Вечерами она часто садилась на край скамьи, усталая, вымотанная за день, черная, как тень, и, уронив вниз тяжелые мужицкие руки, серьезно просила, уставясь в кухонное окно, сквозь которое четко виднелись молчаливые лики святых, выписанные на белой стене Преображенской церкви:
— Господи! Возьми ты к себе хоть одного! Господи…

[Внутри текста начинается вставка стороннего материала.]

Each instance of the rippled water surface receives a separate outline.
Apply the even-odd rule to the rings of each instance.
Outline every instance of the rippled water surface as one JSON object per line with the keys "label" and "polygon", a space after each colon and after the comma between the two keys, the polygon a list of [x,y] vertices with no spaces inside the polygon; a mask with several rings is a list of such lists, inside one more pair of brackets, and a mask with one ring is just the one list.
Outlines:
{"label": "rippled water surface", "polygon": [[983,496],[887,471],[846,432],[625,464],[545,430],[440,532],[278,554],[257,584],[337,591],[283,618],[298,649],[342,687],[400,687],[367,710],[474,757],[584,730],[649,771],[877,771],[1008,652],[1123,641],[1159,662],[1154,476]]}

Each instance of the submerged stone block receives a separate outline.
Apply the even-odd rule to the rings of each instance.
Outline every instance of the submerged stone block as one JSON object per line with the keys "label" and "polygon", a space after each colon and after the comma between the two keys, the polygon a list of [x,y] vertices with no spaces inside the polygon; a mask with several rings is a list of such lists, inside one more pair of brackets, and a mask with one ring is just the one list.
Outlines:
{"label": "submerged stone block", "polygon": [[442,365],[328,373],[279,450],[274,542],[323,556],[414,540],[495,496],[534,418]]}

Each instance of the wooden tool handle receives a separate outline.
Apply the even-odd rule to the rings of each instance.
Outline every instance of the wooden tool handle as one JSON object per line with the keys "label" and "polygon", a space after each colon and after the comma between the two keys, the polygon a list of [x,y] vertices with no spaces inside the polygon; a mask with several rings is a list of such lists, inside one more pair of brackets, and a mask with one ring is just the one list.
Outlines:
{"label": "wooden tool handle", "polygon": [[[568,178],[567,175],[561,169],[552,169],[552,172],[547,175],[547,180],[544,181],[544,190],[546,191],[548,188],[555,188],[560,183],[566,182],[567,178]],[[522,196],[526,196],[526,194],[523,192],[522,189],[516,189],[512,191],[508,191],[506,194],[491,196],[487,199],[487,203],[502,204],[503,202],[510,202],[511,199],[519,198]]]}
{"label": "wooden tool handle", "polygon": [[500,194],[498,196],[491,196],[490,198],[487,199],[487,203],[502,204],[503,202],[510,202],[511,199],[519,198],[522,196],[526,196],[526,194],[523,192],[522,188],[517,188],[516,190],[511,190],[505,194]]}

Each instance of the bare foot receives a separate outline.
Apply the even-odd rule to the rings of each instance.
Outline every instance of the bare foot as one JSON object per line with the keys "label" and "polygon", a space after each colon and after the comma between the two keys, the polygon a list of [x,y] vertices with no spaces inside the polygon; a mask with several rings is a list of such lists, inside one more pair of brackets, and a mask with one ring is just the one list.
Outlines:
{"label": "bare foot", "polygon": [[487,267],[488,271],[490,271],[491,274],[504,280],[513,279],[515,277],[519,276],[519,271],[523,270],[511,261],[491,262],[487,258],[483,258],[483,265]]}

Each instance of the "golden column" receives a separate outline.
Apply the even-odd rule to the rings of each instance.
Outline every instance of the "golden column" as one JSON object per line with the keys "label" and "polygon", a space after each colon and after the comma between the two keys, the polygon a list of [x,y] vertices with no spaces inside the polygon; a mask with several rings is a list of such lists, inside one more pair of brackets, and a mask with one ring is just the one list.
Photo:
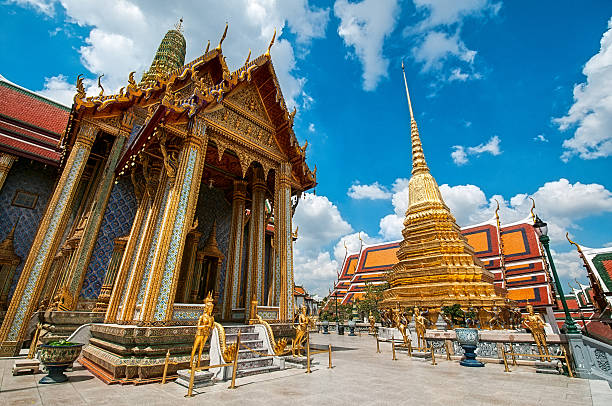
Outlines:
{"label": "golden column", "polygon": [[264,298],[264,266],[266,232],[266,183],[263,170],[253,168],[253,202],[251,205],[251,224],[249,226],[249,258],[247,272],[247,294],[245,297],[245,320],[255,317],[251,313],[251,300],[263,303]]}
{"label": "golden column", "polygon": [[[161,170],[161,168],[159,169]],[[130,263],[127,289],[121,299],[122,306],[120,316],[118,317],[119,320],[140,320],[145,290],[153,267],[153,259],[160,245],[164,210],[171,190],[172,179],[168,178],[167,172],[164,170],[160,176],[159,183],[155,184],[157,186],[155,198],[153,203],[149,205],[149,210],[142,226],[143,231],[138,248],[134,251],[134,260]],[[154,190],[151,187],[151,195],[153,195]]]}
{"label": "golden column", "polygon": [[238,307],[238,293],[240,290],[240,270],[242,265],[242,241],[244,238],[244,201],[246,199],[246,186],[244,180],[234,181],[234,194],[232,196],[232,224],[230,225],[230,241],[227,252],[225,270],[225,288],[223,293],[224,320],[232,318],[232,308]]}
{"label": "golden column", "polygon": [[128,281],[130,280],[130,276],[136,264],[138,248],[144,234],[145,225],[147,223],[146,219],[151,209],[151,200],[148,192],[145,192],[139,202],[138,209],[136,209],[130,236],[125,246],[125,252],[123,253],[123,258],[121,258],[121,265],[119,265],[115,285],[108,302],[108,309],[106,310],[106,316],[104,318],[105,323],[116,322],[119,310],[121,310],[120,308],[124,305]]}
{"label": "golden column", "polygon": [[19,353],[28,321],[36,310],[49,267],[64,234],[74,196],[97,133],[96,127],[81,122],[76,141],[49,200],[15,288],[13,300],[2,322],[0,356]]}
{"label": "golden column", "polygon": [[111,260],[108,264],[106,274],[104,275],[104,282],[102,283],[102,289],[100,289],[100,294],[98,295],[96,307],[93,309],[93,311],[96,313],[106,313],[106,310],[108,309],[108,302],[110,301],[111,292],[113,290],[113,285],[115,284],[115,278],[117,277],[119,265],[121,265],[121,258],[123,258],[127,240],[127,235],[115,238]]}
{"label": "golden column", "polygon": [[8,177],[8,173],[16,160],[16,156],[7,154],[6,152],[0,152],[0,190],[2,190],[4,181]]}
{"label": "golden column", "polygon": [[202,182],[206,144],[204,122],[196,119],[185,136],[176,176],[164,207],[159,244],[139,317],[142,321],[172,319],[185,238],[192,228]]}
{"label": "golden column", "polygon": [[[293,241],[291,237],[291,164],[280,165],[274,202],[274,240],[279,264],[275,269],[274,303],[280,306],[279,319],[293,317]],[[277,299],[278,298],[278,299]]]}
{"label": "golden column", "polygon": [[[67,271],[68,278],[65,282],[70,294],[76,299],[81,291],[83,280],[85,279],[85,272],[87,271],[87,265],[91,258],[94,245],[98,232],[100,231],[100,225],[104,218],[104,212],[108,205],[108,199],[113,189],[115,181],[115,169],[121,156],[121,151],[125,141],[128,139],[132,126],[134,125],[134,114],[126,111],[121,119],[121,125],[119,132],[115,137],[111,151],[106,159],[106,165],[100,177],[98,188],[95,192],[92,207],[89,211],[87,223],[82,231],[82,236],[79,241],[79,245],[74,253],[70,265]],[[76,305],[76,300],[73,302]]]}

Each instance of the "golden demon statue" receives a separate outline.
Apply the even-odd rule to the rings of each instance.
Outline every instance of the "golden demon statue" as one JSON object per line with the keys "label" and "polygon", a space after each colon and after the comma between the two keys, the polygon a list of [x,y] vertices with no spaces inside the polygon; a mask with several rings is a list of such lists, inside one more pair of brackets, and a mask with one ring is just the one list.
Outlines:
{"label": "golden demon statue", "polygon": [[[531,335],[538,346],[538,352],[540,355],[549,355],[548,346],[546,345],[546,332],[544,331],[544,320],[542,316],[537,313],[534,313],[533,306],[527,305],[527,311],[529,314],[523,316],[523,326],[531,331]],[[542,352],[542,348],[544,349],[544,353]],[[550,361],[550,358],[546,358],[547,361]]]}
{"label": "golden demon statue", "polygon": [[425,342],[425,325],[427,319],[421,314],[418,307],[414,308],[414,330],[417,333],[417,346],[420,351],[425,350],[427,343]]}
{"label": "golden demon statue", "polygon": [[293,343],[291,344],[291,355],[293,355],[294,357],[296,350],[298,357],[300,356],[300,350],[304,349],[306,334],[308,334],[310,317],[306,315],[306,306],[302,306],[297,323],[297,326],[293,326],[293,328],[295,328],[295,338],[293,339]]}
{"label": "golden demon statue", "polygon": [[408,336],[406,335],[406,326],[408,325],[406,318],[404,317],[404,315],[402,314],[402,309],[400,308],[399,303],[396,305],[395,310],[392,310],[392,317],[393,317],[393,326],[399,330],[399,332],[402,334],[402,339],[404,340],[404,345],[406,346],[406,348],[408,348],[411,344],[410,344],[410,339],[408,338]]}
{"label": "golden demon statue", "polygon": [[214,308],[212,292],[208,292],[208,296],[204,299],[204,313],[198,319],[198,331],[196,332],[196,338],[193,342],[193,348],[191,349],[191,360],[189,366],[193,367],[193,356],[195,355],[196,349],[198,350],[198,368],[200,367],[200,360],[202,359],[202,350],[204,345],[210,337],[212,328],[215,325],[215,318],[212,315]]}
{"label": "golden demon statue", "polygon": [[370,323],[370,333],[374,334],[376,333],[376,317],[374,317],[372,315],[372,312],[370,312],[370,315],[368,316],[368,323]]}

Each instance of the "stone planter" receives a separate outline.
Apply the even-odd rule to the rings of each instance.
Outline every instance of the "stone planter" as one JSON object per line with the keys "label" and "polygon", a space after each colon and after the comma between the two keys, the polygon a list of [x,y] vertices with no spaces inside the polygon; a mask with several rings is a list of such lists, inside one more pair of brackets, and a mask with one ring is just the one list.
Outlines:
{"label": "stone planter", "polygon": [[484,367],[484,364],[476,360],[476,347],[478,346],[478,329],[475,328],[456,328],[455,334],[457,342],[465,351],[465,355],[459,361],[464,367]]}
{"label": "stone planter", "polygon": [[349,325],[349,335],[350,336],[356,336],[357,334],[355,334],[355,326],[357,325],[357,322],[355,320],[349,320],[348,322]]}
{"label": "stone planter", "polygon": [[68,377],[64,375],[66,368],[71,367],[81,354],[83,344],[69,343],[68,345],[41,344],[40,362],[47,368],[49,373],[39,383],[61,383],[66,382]]}

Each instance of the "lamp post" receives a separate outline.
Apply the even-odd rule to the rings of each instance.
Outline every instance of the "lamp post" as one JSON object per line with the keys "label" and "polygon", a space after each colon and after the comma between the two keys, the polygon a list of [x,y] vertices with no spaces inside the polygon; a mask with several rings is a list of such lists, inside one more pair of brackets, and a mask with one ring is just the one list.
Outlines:
{"label": "lamp post", "polygon": [[565,301],[565,295],[563,294],[561,281],[559,280],[559,275],[557,275],[555,263],[553,262],[552,255],[550,254],[550,238],[548,237],[548,225],[543,222],[538,216],[536,216],[533,228],[538,237],[540,238],[540,242],[544,246],[544,249],[546,250],[546,254],[548,256],[548,261],[550,262],[550,269],[553,273],[553,277],[555,278],[555,286],[557,287],[557,293],[561,298],[561,304],[563,305],[563,311],[565,312],[565,328],[567,329],[567,333],[580,334],[580,330],[578,330],[578,328],[576,327],[576,323],[574,323],[574,319],[572,319],[572,315],[570,314],[569,309],[567,308],[567,302]]}

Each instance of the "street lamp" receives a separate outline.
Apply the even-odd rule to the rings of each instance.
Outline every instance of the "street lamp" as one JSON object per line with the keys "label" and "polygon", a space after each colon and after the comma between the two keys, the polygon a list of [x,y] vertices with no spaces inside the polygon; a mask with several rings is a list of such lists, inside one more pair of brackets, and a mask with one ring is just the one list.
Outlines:
{"label": "street lamp", "polygon": [[555,285],[557,286],[557,293],[561,297],[561,304],[563,305],[563,311],[565,312],[565,328],[568,334],[580,334],[580,330],[576,327],[576,323],[574,323],[574,319],[567,308],[567,302],[565,301],[565,295],[563,294],[563,288],[561,287],[561,281],[559,280],[559,275],[557,275],[557,269],[555,268],[555,263],[553,262],[552,255],[550,254],[550,248],[548,246],[550,242],[550,238],[548,238],[548,225],[540,219],[540,217],[536,216],[535,223],[533,224],[533,229],[536,234],[540,238],[540,242],[544,246],[546,250],[546,254],[548,255],[548,262],[550,263],[550,269],[553,273],[553,278],[555,278]]}

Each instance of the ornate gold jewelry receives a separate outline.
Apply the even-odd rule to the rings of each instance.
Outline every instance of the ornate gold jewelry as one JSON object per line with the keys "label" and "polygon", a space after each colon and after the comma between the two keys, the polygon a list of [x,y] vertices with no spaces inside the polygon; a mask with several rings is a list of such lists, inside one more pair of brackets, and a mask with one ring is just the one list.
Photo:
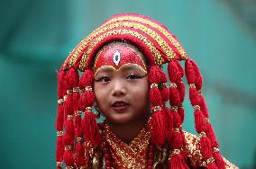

Но когда ночью сонный Вовка упал с печи и до крови расшиб себе лоб о котел, глядя все на те же лики святых, она умоляла:
— Господи, спаси дите мое…
У Аннушки был огород соток пять-шесть, тем она и жила. «Папанинцы» были худые, бледные, с большими тугими животиками, бегали всегда стайкой, выискивая по всей Слободке для топки печи брошенные доски, охапки сена, ломали старые заборы, и, хотя картошки им хватало на целую зиму и даже оставалось на семена, их круглые глазенки постоянно светились устойчивым голодным блеском. Впрочем, все ребятишки, жившие в нашем доме, находились не в лучшем положении. И была еще у Аннушки коза Розка. Это была хорошая коза, умная, добрая, мохнатая, с кручеными толстыми рогами и твердым розовым выменем, похожим на тыкву. Летом, когда в лугах вовсю волновались травы и еды для Розки было предостаточно, она давала больше трех литров густого душистого молока, которое «папанинцы» пили редко-редко: Аннушка выменивала его на хлеб. Розка жила в тесной, глубоко вросшей в землю хлевушке, на чердаке которой лежали сено и березовые веники. К весне чердак пустел, казался светлым и просторным, и «папанинцы» с утра до вечера бегали в поисках сена. Они собирали его на дорогах, на базаре, потихоньку и понемногу брали из колхозных стогов, рядами стоявших на пологом берегу Рязанихи. Они день-деньской мерзли на улице, поджидая возы сена, частенько проплывавшие мимо нашего дома на маленьких грустных лошадках с заледенелыми гривами и хвостами, чтобы незаметно подбежать к возам и выдернуть клок сена. Закутанные в полушубки бабы-возницы, похожие на кукол, кричали и замахивались плетками. А однажды холодным мартовским днем прибежала на кухню маленькая Анютка. Она держала в руках солому — именно солому, а не сено — и никак не могла разжать побелевшие пальцы. Плакала, но никак не могла.
Розка не знала, каких трудов стоило Аннушке и «папанинцам» прокормить ее. Она задумчиво и медленно жевала все, что ей приносили, тяжко поводя круглыми, с белыми опалинами боками. «Папанинцы» очень любили Розку. Они знали, что Розка — это хлеб, редко — молоко, что Розка — это жизнь.
Хотя Густенька Дроздова курила редко, только вечерами, она прямо-таки насквозь провоняла кухню табачищем. До войны она не курила, но зимой сорок второго года пришла похоронка на ее мужа Степана, и, покатавшись на кухне, поголосив, Густенька, как говорили соседки, «тронулась». До похоронки она считалась первейшей активисткой в слободке: проводила собрания в доме, выписывала газету «Труд» и какой-то толстый политический журнал. Ходила широко и уверенно, говорила громко и ясно, без тени сомнения. Но когда после четырех дней затворничества Густенька вышла на кухню, все увидели другую женщину. Она похудела, огромные черные глаза налились тоской, и в них появилось нечто отрешенное, сумасшедшее. Не глядя ни на кого, Густенька неумело свернула толстую цигарку и закурила. С тех пор редко кто слышал ее голос, словно она дала обет молчания. Курила Густенька крепчайший самосад, и всегда на кухне, жалела детей-близнецов Риту и Рудю. Придя из больницы, где она работала медсестрой, Густенька садилась на скамью подле своей двери, обитой фанерой, сворачивала две большие цигарки и выкуривала их подряд, одну за другой. Дым от самосада не растворялся, не улетал, неподвижной густой массой он висел над скамьей и над Густенькой. Бабы кашляли, ругались на нее разными словами, уговаривали по-хорошему, а она в ответ лишь усмехалась, презрительно кривила губы и молчала, как каменный сфинкс.